There was a significant relationship between serum IFA titers and virus shedding in this study. Cats that were shedding virus tended to have IFA titers of 1:100 and above. Cats that were no longer shedding virus tended to have titers of 1:25 and lower. This confirmed an earlier report by Rohner (1999). However, such a relationship was not noted by Harpold et al (1999) or insinuated by Foley et al (1997b). This discrepancy may involve the manner in which data is viewed. When fecal shedders and non-shedders are looked at as groups, the relationship between higher titers and shedding and lower titers and non-shedding was significant. However, the overlap between titer and shedding was substantial and greatly diminished the value of titers in evaluating shedding status in individual cats. The value of applying group FECV.

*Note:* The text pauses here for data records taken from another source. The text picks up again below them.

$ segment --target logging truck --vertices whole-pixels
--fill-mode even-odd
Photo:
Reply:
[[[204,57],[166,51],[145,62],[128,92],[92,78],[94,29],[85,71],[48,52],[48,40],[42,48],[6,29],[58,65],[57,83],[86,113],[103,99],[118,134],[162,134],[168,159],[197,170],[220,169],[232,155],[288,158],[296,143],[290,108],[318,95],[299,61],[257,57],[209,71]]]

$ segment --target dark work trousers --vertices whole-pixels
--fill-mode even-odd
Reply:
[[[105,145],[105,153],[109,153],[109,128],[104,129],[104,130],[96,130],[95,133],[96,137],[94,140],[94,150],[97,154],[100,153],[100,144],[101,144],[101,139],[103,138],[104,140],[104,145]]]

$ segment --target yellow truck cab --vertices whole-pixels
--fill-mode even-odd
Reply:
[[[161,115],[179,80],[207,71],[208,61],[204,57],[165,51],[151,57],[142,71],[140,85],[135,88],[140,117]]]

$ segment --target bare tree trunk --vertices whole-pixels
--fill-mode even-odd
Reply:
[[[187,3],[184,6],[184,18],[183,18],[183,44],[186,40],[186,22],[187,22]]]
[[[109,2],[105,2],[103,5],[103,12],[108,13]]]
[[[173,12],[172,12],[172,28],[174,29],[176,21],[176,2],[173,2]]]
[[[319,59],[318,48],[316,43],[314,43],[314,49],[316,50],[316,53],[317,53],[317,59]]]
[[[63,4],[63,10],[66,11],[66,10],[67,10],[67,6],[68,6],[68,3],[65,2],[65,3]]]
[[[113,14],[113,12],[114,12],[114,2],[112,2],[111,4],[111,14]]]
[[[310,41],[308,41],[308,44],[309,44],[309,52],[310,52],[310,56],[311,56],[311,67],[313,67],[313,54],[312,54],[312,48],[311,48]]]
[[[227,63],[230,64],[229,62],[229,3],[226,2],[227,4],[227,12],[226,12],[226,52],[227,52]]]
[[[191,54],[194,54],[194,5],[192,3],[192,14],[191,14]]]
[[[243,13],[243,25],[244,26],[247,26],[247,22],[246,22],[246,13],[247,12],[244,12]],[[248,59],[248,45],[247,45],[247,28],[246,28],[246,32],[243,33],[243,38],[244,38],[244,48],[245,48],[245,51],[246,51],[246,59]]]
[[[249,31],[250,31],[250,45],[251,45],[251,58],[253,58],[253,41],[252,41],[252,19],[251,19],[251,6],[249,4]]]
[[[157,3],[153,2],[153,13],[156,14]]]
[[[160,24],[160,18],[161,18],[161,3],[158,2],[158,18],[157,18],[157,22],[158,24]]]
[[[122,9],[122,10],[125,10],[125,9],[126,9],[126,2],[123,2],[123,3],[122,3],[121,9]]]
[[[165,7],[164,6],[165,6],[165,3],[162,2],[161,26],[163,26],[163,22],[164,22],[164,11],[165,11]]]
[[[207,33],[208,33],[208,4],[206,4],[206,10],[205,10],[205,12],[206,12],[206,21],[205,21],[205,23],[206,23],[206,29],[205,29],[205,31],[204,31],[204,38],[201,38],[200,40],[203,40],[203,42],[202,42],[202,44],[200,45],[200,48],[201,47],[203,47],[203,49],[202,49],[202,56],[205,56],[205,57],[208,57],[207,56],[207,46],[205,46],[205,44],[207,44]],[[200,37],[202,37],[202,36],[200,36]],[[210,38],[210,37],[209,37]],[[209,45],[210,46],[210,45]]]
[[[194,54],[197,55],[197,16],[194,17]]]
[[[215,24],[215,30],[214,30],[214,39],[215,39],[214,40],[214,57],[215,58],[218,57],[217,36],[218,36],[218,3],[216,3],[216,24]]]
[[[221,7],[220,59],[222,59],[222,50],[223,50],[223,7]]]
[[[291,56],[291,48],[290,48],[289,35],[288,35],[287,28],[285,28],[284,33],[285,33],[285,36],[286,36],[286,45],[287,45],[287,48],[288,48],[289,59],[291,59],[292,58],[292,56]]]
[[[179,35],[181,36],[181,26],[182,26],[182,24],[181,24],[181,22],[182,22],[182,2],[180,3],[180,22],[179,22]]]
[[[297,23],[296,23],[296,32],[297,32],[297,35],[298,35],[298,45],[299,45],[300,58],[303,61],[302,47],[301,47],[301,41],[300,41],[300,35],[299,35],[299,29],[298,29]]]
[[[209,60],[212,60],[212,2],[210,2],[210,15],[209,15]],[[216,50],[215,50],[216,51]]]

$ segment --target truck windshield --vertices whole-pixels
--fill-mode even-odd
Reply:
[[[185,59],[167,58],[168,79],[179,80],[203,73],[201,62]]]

Application of this technique to eradication of FECV under experimental conditions was first reported by Hickman et al (1995). A FECV was inadvertently introduced into a very large research cat-breeding colony and not recognized until a few cases of FIP were confirmed over the next couple of years. In order to save valuable blood lines, FECV was eradicated based on serum antibody titers. Cats with high or rising titers were culled and cats with low and decreasing titers were taken out of breeding and maintained in strict isolation. The process of continually selecting cats with low titers eventually yielded a much smaller group of cats that were proven to be free of FECV by following titers in their kittens. If the titers in kittens were strictly of maternal origin, they would become negative by 12–16 weeks. If the kittens were infected, they would fall, and then rise again after 12–16 weeks. Such an eradication regimen requires exceptional quarantine facilities and infection control practices and accurate titer determinations. These are difficult to achieve in most multi-cat environments in the field. Although the use of group titers for eradication may not be useful to many multi-cat households and catteries, group titers may be helpful in looking at the overall coronavirus status in cattery or other multi-cat environments. Groups of cats that tend to have high titers are likely to have a significant proportion of FECV shedders, while the converse would be true for groups of cats that have low and negative titers. Catteries with many high titer cats are known to have a greater incidence of FIP (Foley et al., 1997a, Foley et al., 1997b).

Immunity to FECV infection was not studied per se, but it was possible to infer several things from the present observations. First, there is a definite primary stage of infection that lasts several months, followed by a period when virus shedding either remains persistent at a lower level, becomes intermittent, or ceases. The immunity generated during this primary stage was slow to develop, variable in strength, and tenuous in duration. Reinfection also appeared to mirror primary infection, indicating that immunity is not only tenuous, but that it lacks memory. The finding that immunity is tenuous and reinfection common mirrors the conclusions of Addie et al (2003), who found that FECV recovered cats can be reinfected with the same or different strains of the virus. This is characteristic of gut immunity in general (Brandtzaeg 2007) and to coronavirus immunity in particular (Saif 2004). This pattern of infection and immunity is strongly influenced by environmental factors. FECV infection would be self-limiting if groups of cats were allowed to grow old without constant re-exposure to other infected cats and to new cats (especially kittens). Certain husbandry practices unique to cats may also favor cat-to-cat (ie, litterboxes and litter) and cat-to-human-to-cat (fomite) transmission.